His parents left in such a hurry they forgot to close the garage door. Webern came downstairs and stood at the living room window to watch their Studebaker drive away. This was the first time he’d been alone with Willow and Billow since before his accident. He was still wearing the brace that was meant to straighten his back, and it squeezed him like a vise. When he heard his sisters behind him, he felt it tighten around him even more.

“Bernie Bee, we have a surprise.”

“Come to the kitchen, close your eyes.”

Webern took a deep breath. His sisters took hold of him: Willow grabbed his shoulder, Billow his hump. He held his eyes shut as they steered him through the darkened rooms. In the kitchen, Webern expected to see a dead squirrel in a pizza box, or a pair of dead man’s shoes they’d dredged out of the lake. But nothing could prepare him for what actually greeted him when he opened his eyes.

His sisters had prepared him a feast. Candy corn and watermelon slices, a milkshake dusted with Ovaltine—orange marmalade spread on graham crackers and maraschino cherries dunked in hot fudge.

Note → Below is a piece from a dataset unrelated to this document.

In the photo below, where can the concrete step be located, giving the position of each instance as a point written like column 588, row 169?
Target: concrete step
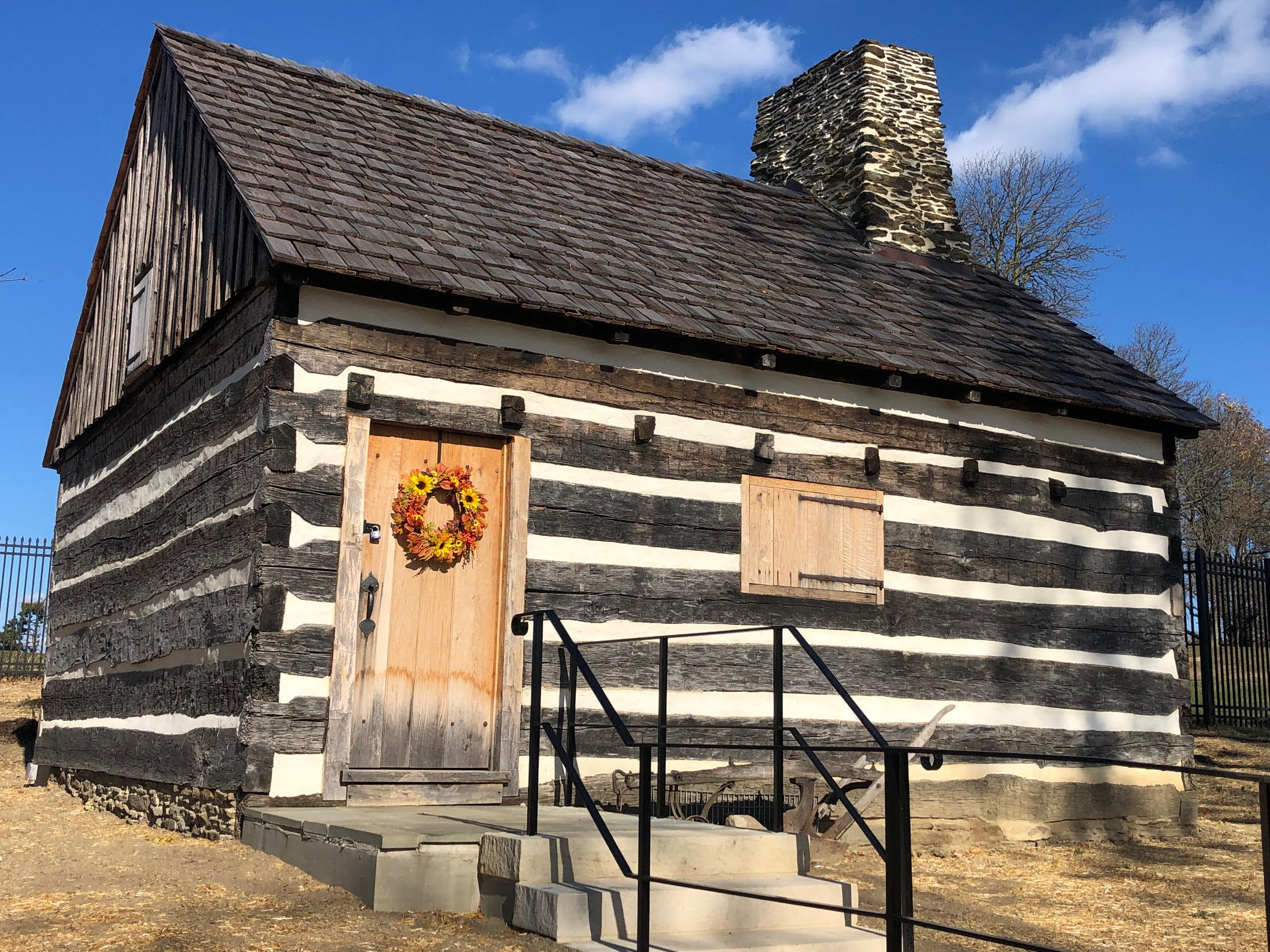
column 680, row 849
column 833, row 939
column 605, row 909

“Bernie Bee, we make you eat.”

“Nothing bitter, always sweet.”

Webern turned toward his sisters in disbelief. The twins wore newly dyed black aprons that left smudges on everything they touched. As Billow proffered a peanut butter and marshmallow fluff sandwich, he noticed the dark grease that lined the creases in her palms and knuckles, the undersides of her fingernails. She was taking an auto mechanics class at her high school, and she often came home in the evenings with complex, mimeographed diagrams that she pored over for hours while her sister desiccated cat bones with a hairdryer for biology. Webern thought of the coiled entrails of the Studebaker’s engine, Billow’s tools laid out on his father’s workbench like the scalpels and forceps of a messy operating table, and as the wind howled outside, he imagined dead leaves whispering along the concrete floor.

“I’ll be right back,” he whispered.

In the garage, pliers and cranks lay scattered everywhere, and in the centre of the room a discarded bolt lay in a puddle of black motor oil. Webern pushed the button on the wall, and the automatic door clanked down, one heavy panel at a time. Later he would remember how dark and empty it had looked, how sealed up, like a walled-off, unheated room that has outlived its original use.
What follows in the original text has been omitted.